Why Taxonomic Splits Matter for Bat Biodiversity and Viral Risk Analyses
| Conference: | Living Data 2025 |
|---|---|
| Location: | Bogotá, Columbia |
| Date and Time: | Thu, 23 Oct 2025 12:10 PM UTC -05:00h |
| Session: | Modern challenges of classic taxonomy, how to connect and keep catalogues up to date |
time: 10:45am (Bogotá)
Presenter: Nathan Upham (ASU)
Authors: Aja Sherman (Bat Eco-Interaction Project), Nancy Simmons (AMNH), Kendra Phelps (UoM), Anna Willoughby (UoG), Quentin Groom (Meise Botanic Garden), Donat Agosti (Plazi), DeeAnn Reeder (BU), Jorrit Poelen (RIIS), Connor Burgin (UoNM)
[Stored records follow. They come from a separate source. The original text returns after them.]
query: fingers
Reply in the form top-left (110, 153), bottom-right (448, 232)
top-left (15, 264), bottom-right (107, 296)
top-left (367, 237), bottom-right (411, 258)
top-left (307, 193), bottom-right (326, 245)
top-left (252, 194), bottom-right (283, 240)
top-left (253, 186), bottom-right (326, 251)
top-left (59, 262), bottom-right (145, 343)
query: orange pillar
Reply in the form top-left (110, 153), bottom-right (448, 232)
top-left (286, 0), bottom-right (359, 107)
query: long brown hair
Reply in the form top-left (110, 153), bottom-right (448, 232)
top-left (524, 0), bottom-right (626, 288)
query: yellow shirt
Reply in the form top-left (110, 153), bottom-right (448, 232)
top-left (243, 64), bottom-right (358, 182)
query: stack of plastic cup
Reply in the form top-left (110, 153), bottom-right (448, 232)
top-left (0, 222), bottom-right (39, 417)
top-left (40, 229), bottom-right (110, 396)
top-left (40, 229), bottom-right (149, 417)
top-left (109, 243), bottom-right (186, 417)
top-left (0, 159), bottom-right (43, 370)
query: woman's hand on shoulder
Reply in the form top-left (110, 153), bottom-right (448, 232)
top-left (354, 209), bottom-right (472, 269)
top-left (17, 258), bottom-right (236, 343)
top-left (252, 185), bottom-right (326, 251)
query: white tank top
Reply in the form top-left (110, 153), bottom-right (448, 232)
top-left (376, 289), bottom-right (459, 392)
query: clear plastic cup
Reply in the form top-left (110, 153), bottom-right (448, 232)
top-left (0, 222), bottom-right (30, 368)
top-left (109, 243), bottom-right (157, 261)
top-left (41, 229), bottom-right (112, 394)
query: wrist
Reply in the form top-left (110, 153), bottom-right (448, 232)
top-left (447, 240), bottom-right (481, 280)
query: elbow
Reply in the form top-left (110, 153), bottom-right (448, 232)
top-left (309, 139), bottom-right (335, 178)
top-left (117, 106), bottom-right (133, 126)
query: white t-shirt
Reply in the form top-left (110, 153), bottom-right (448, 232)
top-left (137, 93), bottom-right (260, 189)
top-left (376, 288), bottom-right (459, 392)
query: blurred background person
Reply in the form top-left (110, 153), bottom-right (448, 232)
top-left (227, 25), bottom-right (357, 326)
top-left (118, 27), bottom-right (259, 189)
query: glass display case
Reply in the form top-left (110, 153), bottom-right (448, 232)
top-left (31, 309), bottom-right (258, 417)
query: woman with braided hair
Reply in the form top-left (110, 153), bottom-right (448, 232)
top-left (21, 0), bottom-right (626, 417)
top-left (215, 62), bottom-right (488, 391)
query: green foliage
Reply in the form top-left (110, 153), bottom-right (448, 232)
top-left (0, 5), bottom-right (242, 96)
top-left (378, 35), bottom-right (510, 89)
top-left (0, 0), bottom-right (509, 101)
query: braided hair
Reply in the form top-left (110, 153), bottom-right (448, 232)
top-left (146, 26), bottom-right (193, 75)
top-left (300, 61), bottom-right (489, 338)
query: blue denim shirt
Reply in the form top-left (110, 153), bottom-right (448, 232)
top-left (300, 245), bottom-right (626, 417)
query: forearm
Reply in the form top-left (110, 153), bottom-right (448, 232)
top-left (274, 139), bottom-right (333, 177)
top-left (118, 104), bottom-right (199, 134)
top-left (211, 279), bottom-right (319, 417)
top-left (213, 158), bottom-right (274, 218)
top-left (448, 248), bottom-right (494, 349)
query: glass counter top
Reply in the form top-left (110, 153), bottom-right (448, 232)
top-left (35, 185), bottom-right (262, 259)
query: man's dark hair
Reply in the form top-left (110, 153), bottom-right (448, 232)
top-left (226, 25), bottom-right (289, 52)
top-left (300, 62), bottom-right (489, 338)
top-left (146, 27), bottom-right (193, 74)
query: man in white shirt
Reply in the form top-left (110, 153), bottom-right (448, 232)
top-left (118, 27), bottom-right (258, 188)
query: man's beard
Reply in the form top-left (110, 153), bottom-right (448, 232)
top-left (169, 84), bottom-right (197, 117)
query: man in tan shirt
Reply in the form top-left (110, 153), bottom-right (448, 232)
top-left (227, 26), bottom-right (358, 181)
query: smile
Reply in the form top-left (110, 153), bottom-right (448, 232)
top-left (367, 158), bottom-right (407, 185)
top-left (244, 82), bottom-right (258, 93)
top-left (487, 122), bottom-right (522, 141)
Taxonomy is generally viewed as external to ecology, a fixed framework rather than a variable that needs tuning to understand its impact on inferences. However, since taxonomy is a human-imposed perspective rather than something innate, biodiversity scientists have the responsibility to quantify its impact on derived knowledge. Here we study how the 35% increase in recognized bat species (Chiroptera) since 1993 has impacted our knowledge of bat-virus interactions and, in turn, inferences of viral spillover risk to humans. We focus on change in the geographic concepts of bat species globally due to taxonomic splits between two periods: (i) 2008-2020 using IUCN range maps (based on Mammal Species of the World, 3rd edition) relative to Mammal Diversity Database (MDD) v1.2 range maps; and (ii) 2020-2023 comparing MDD v1.2 to newly produced v1.11 maps. We then intersect these conceptual changes with known bat-virus interactions from databases to assess their impact upon risks of cross-species viral transmission. We find that taxonomic splits affected 248 bat species across both periods (185 and 63 species, respectively), which has impacted 16.9% of currently recognized bat species globally. Those taxonomic splits have rendered ambiguous 3,249 bat-virus interactions — 21.9% of all digitally known observations — since these data are indexed by host species name rather than observation location, which leads to ambiguity when species are split. We discuss high-throughput solutions for accurately translating the taxonomy of these data, and the impact of inaction upon estimates of viral spillover risk.